AirFest at James Clements Airport:
July and August are busy months for our community. There are festivals every weekend and some weekends there are more than one taking place. They've grown seemingly each year during the past decade. A new one this year that I really enjoyed was "AirFest 2004" held at James Clements Airport.
I went there for the first show on Friday and returned again on Sunday with grandkids in hand. Both days were very enjoyable. The pilots that performed were amazing to watch. I've seen a few air shows on television, but those are nothing like what you experience by being there in person. The spacious grounds of James Clements Airport provided plenty of room for the large crowd watching the show and those wandering around the grounds. I really like being able to get up close the stunt and other planes that were on display so visitors could touch and fell them. Pilots were glad to answer questions and some even let kids sit in the pilot seat while parents took a picture.

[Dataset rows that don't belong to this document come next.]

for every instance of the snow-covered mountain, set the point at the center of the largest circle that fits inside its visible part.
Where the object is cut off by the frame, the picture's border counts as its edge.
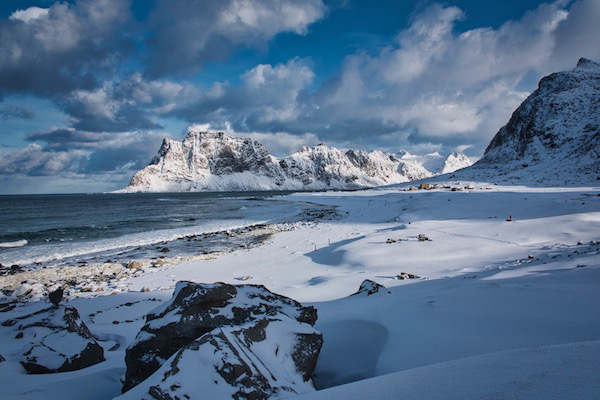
(554, 135)
(216, 161)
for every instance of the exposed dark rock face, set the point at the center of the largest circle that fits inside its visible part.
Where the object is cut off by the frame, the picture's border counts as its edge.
(57, 340)
(555, 132)
(56, 296)
(197, 309)
(265, 358)
(369, 287)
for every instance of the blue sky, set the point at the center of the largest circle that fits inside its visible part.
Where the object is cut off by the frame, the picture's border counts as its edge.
(90, 88)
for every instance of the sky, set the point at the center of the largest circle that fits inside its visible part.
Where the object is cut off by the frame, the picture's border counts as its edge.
(89, 88)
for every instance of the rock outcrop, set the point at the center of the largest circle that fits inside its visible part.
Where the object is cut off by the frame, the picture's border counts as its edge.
(553, 136)
(55, 339)
(369, 287)
(241, 339)
(217, 161)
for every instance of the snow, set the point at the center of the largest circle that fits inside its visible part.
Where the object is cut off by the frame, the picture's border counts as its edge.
(215, 161)
(505, 309)
(566, 371)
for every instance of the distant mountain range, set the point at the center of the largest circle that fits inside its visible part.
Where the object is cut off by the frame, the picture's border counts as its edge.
(216, 161)
(552, 138)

Beside the entertainment, I enjoy this opportunity to see this historical facilities owned by Bay City. Before this was established as an airport in the 1920s, barnstorming pilots often landed here on what was then a bumpy farm field. Can you image the excitement of folks back in 1928 when the first airmail delivery to this area was flown into James Clements Airport! I'm sure that those who said the city was wasting it's money on bulding an airstrip for these new fangled machines that had no value to the general public that was paying for an airport that only accommodate the needs of few airborne fanatics. The world aviation had not been added to Websters dictionary yet -- the introduction of flying machines by the Wright brothers had only been demonstrated in 1903 and was no threat to the mighty railroad industry or the upcoming motorized carriages.
Today, it's hard to imagine what life would be like without aviation. Some tax payers still struggle with the question of what importance a city owned airport has to them. Today, the much larger MBS International airport is meeting the needs of the general public. While that is true, it is also true that James Clements Airport meeting more than the needs of local pilots. Many businesses planes fly into James Clements which is more convenient for them than MBS International. The airport is a way point and a destination for smaller aircraft that refill their planes here. All paid for these services offsetting tax dollars required to maintain the airport.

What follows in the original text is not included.